报告地点:行健楼学术活动室526
邀请人:许宝刚教授
Talk One
Title: A new proof of Dirac’s theorem on Hamilton cycles
Abstract:In 1952, Dirac proved that every graph on n\geq 3 vertices with minimum degree at least n/2 has a Hamilton cycle, which is a cornerstone result of graph theory. The classic proof is by Posa’s rotation. In this short talk, we present a new proof by induction on the order of a graph avoiding Posa’s rotation. We hope the proof is friendly to all the graduate students.
Talk Two
Title:Graph operations and a unified method for kinds of Turan-type problems on paths, cycles and matchings
Abstract:We present a method that offers a unified approach to addressing several Tur´an-type and generalized Tur´an-type problems, degree power problems, and extremal spectra problems on paths, cycles, and matching. Specifically, we generalize classical results on cycles and matchings by Kopylov and Erdos-Gallai, respectively, and provide a positive resolution to an open problem originally proposed by Nikiforov.

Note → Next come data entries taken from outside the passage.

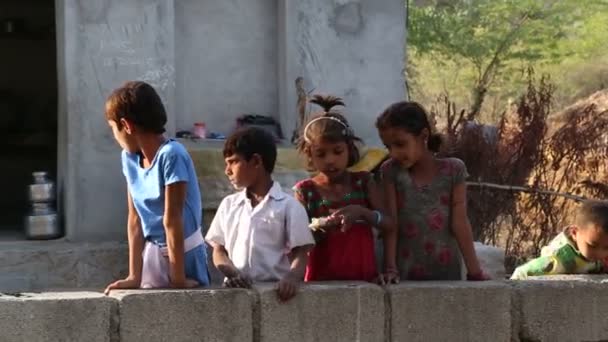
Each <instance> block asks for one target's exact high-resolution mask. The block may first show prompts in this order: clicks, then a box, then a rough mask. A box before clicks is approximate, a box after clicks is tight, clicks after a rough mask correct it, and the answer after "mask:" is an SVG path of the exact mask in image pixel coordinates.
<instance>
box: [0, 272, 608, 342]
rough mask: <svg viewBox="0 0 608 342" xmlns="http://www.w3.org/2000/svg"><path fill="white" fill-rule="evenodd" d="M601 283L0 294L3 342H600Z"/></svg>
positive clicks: (306, 285) (123, 291) (361, 283)
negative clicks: (284, 294)
mask: <svg viewBox="0 0 608 342" xmlns="http://www.w3.org/2000/svg"><path fill="white" fill-rule="evenodd" d="M603 282H605V280H603V279H602V278H585V279H578V278H571V277H565V279H562V280H560V281H530V282H517V283H515V282H506V281H505V282H483V283H469V282H425V283H412V282H408V283H403V284H400V285H395V286H391V287H388V288H381V287H379V286H376V285H372V284H367V283H319V284H307V285H305V286H303V287H302V288H301V290H300V292H299V293H298V296H297V297H296V298H294V299H293V300H292V301H290V302H288V303H280V302H279V301H278V299H277V297H276V294H275V292H274V285H273V284H261V285H258V286H256V287H255V288H254V289H252V290H242V289H200V290H198V289H197V290H175V291H171V290H147V291H140V290H138V291H117V292H114V293H112V295H111V296H109V297H105V296H103V295H101V294H99V293H91V292H89V293H86V292H72V293H40V294H19V295H18V296H16V295H15V294H13V295H6V294H4V295H0V331H2V341H137V342H140V341H290V342H297V341H331V342H339V341H604V340H608V318H606V317H607V316H606V314H605V312H606V310H608V299H606V298H608V296H607V294H608V288H606V287H605V284H603Z"/></svg>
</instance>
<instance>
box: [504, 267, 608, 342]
mask: <svg viewBox="0 0 608 342" xmlns="http://www.w3.org/2000/svg"><path fill="white" fill-rule="evenodd" d="M568 278H570V279H572V280H567V279H568ZM545 279H546V278H545ZM553 279H554V280H552V281H550V280H538V281H537V280H535V281H520V282H517V285H516V286H515V296H514V314H515V315H516V319H517V325H518V329H517V331H516V332H515V334H518V335H519V336H518V337H519V338H520V340H522V341H564V342H567V341H606V340H608V315H606V312H607V311H608V288H606V284H605V283H606V279H607V278H606V277H600V278H594V277H588V276H587V277H585V276H559V277H554V278H553ZM577 279H578V280H577Z"/></svg>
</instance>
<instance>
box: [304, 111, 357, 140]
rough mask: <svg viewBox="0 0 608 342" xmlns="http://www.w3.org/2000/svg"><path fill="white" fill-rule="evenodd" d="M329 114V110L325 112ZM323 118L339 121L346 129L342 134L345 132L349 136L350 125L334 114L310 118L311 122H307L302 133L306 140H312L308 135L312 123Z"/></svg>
mask: <svg viewBox="0 0 608 342" xmlns="http://www.w3.org/2000/svg"><path fill="white" fill-rule="evenodd" d="M325 113H326V114H327V112H325ZM321 120H332V121H335V122H337V123H339V124H340V125H342V126H343V127H344V130H343V131H342V134H344V136H346V137H348V136H350V135H351V134H350V132H351V130H350V127H348V126H347V125H346V124H345V123H344V122H342V120H339V119H336V118H334V117H333V116H320V117H318V118H316V119H312V120H310V122H308V123H307V124H306V126H305V127H304V131H303V133H302V135H303V136H304V141H306V142H307V143H310V140H308V138H307V137H306V132H307V131H308V129H309V128H310V125H312V124H313V123H315V122H317V121H321Z"/></svg>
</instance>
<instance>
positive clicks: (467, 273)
mask: <svg viewBox="0 0 608 342" xmlns="http://www.w3.org/2000/svg"><path fill="white" fill-rule="evenodd" d="M491 279H492V278H490V276H489V275H487V274H486V273H485V272H484V271H483V270H480V271H479V272H477V273H467V280H468V281H486V280H491Z"/></svg>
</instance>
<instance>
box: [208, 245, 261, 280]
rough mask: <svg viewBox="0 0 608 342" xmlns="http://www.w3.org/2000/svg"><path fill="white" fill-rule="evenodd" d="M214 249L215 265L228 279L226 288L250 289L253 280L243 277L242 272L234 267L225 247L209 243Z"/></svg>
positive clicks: (213, 257)
mask: <svg viewBox="0 0 608 342" xmlns="http://www.w3.org/2000/svg"><path fill="white" fill-rule="evenodd" d="M209 244H210V245H211V247H212V248H213V255H212V258H213V264H214V265H215V267H216V268H217V269H218V270H219V271H220V272H222V274H223V275H224V277H226V281H225V283H224V284H225V286H227V287H242V288H250V287H251V279H249V278H248V277H247V276H245V275H242V274H241V272H239V270H238V269H237V268H236V266H234V263H233V262H232V260H230V257H229V256H228V251H226V248H225V247H224V246H223V245H220V244H219V243H216V242H213V241H211V242H210V243H209Z"/></svg>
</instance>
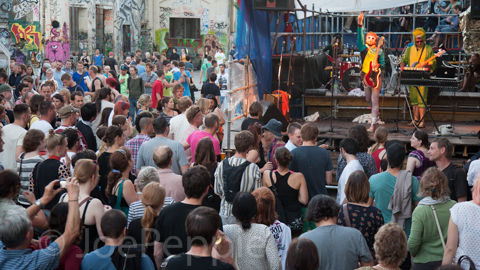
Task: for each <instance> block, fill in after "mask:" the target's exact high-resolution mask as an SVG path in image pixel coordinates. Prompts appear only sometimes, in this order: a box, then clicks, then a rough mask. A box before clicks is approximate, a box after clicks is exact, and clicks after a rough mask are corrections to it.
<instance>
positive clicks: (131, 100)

Besides, we enhance and expand upon the spectral extremal results on paths, building on the work of Nikiforov, Nikiforov and Yuan. Additionally, we deliver a comprehensive solution to a connected version of a problem related to the degree power sum of a graph that contains no Pk, a topic initially investigated by Caro and Yuster.
报告人简介:宁博,南开大学副教授、博士生导师,南开大学百名青年学科带头人。研究兴趣是结构图论和极值图论、谱图论,与人合作解决了Bondy和Murty撰写的1976年出版的经典图论教科书《Graph Theory with Applications》附录中50个未解决问题的问题7。曾获得中国运筹学会青年科技奖,并受邀在第九届世界华人数学家大会作45分钟特邀报告。目前主持国家自然科学基金面上项目1项。